Quoted from Jorge Luis Borges
A map is only useful as a representation, which necessarily involves a distortion of reality. Google Earth threatens this idea by purporting to represent reality with a new degree of accuracy and comprehensiveness, and yet we cannot escape the old problems. Instead, these problems are magnified through the illusion of objectivity and accuracy which Google Earth promises to deliver.
Issues of supposed interactivity and user-based generated content complicate this issue, but as Farman admits, these tools, allowing for a new degree of freedom, are also controlled and regulated by Google. Not only this, but even the choices made by individuals reflect ideologically and politically-based biases, so even if democratizing the creation of maps eliminates or at least mitigates the centrality of power for the mapmaker, it could never eliminate the inherent subjectivity of mapmaking itself.

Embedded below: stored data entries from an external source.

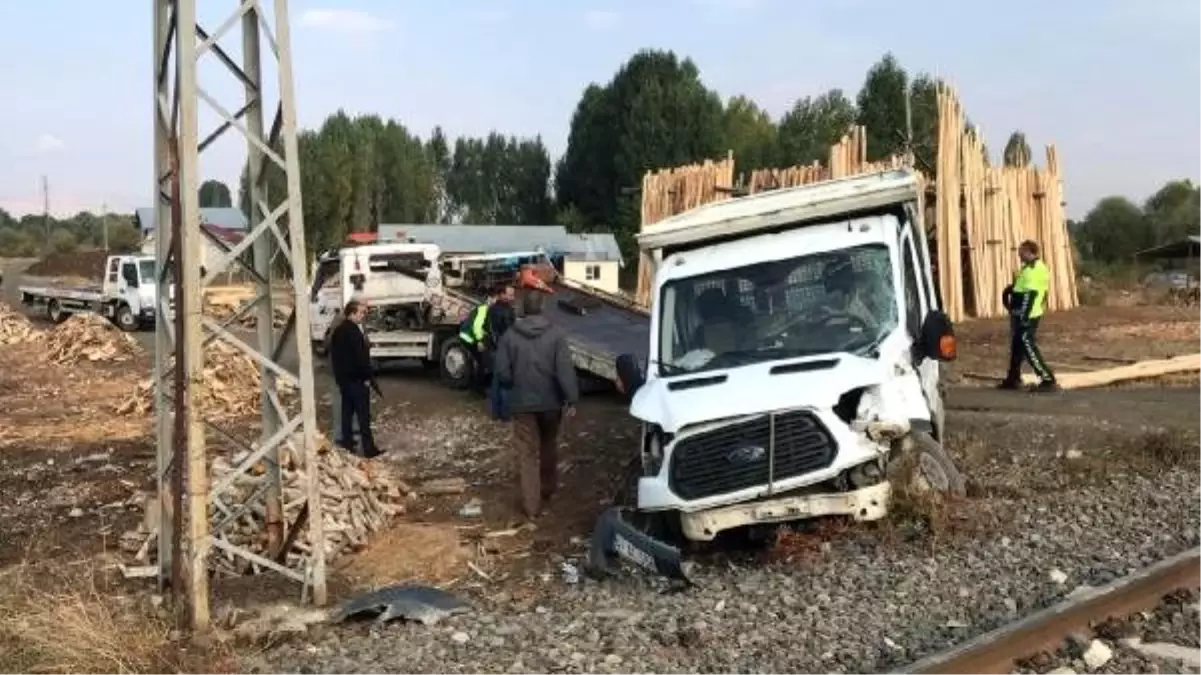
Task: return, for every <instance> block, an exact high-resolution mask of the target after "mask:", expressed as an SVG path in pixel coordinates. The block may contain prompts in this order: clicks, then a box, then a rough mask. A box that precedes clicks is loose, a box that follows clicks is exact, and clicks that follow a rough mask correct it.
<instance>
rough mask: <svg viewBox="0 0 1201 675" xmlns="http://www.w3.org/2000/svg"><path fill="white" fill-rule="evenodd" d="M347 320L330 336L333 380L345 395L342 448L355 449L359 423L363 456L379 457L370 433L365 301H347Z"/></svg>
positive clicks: (370, 353)
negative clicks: (354, 438)
mask: <svg viewBox="0 0 1201 675" xmlns="http://www.w3.org/2000/svg"><path fill="white" fill-rule="evenodd" d="M345 315H346V317H345V319H343V321H342V322H341V323H340V324H339V325H337V328H335V329H334V333H333V335H330V340H329V342H330V344H329V347H330V352H329V353H330V363H331V364H333V366H334V381H335V382H336V383H337V389H339V393H340V394H341V396H342V430H341V434H340V436H341V443H340V447H342V448H345V449H347V450H349V452H352V453H353V452H355V443H354V430H353V422H352V420H355V419H357V420H358V423H359V437H360V438H362V442H363V452H362V454H363V456H366V458H374V456H378V455H380V454H381V453H380V448H378V447H377V446H376V442H375V435H374V434H372V432H371V389H370V387H371V384H372V382H374V374H372V370H371V348H370V345H369V344H368V337H366V334H365V333H364V331H363V321H364V319H365V318H366V315H368V307H366V304H364V303H360V301H358V300H351V301H349V303H347V304H346V311H345Z"/></svg>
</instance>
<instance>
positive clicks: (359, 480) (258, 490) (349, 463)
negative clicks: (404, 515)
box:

Instead, by attempting to create such a map of perfection, Google Earth’s supposed potential for subversion is even more dangerous than the old, less accurate maps. Maps continue to create boundaries, rather than represent them, but with an even greater degree of power and influence due to the illusion of objectivity within Google Earth.
This is a postmodern issue because here the distribution of power is not one-sided (as in a user watching a TV), and neither is the direction reversed (the TV is watching you), but now neither the source of power nor its direction is clear. Agency is no longer known or definite. For Farman, this is a positive thing, but if we wish to continue this postmodern critique (which I believe I have been lifting from Jameson, but I can’t be sure), we could argue that by using technology in order to extend the potential of maps to their absolute limit, Google Earth is even more deceptive than traditional maps. The more a representation resembles its original, the easier the viewer is fooled by its supposed authenticity. Google Earth takes this logic and adds with it the possibility of collaboration and interactivity, thereby ensuring that with this controlled potential for subversion, the user will be even more fooled by its illusion of objectivity. At this point, Foucault’s panopticon no longer bears any relevance, as the source and directionality of agency is lost or obscured, legitimizing Google Earth even further.
This is a pessimistic view of the function of Google Earth, but it fits into the Jameson and Baudrillard postmodern critique to which Farman alludes. Instead, he arrives at a more positive view of the functionality of Google Earth, recognizing its limitations but nonetheless embracing the certain degree of subversion somehow allowed by its creators. While I would like to agree with Farman, who begins to recognize these issues but doesn’t quite see them through, it would be foolish to ignore how easily Google Earth fits into this critique.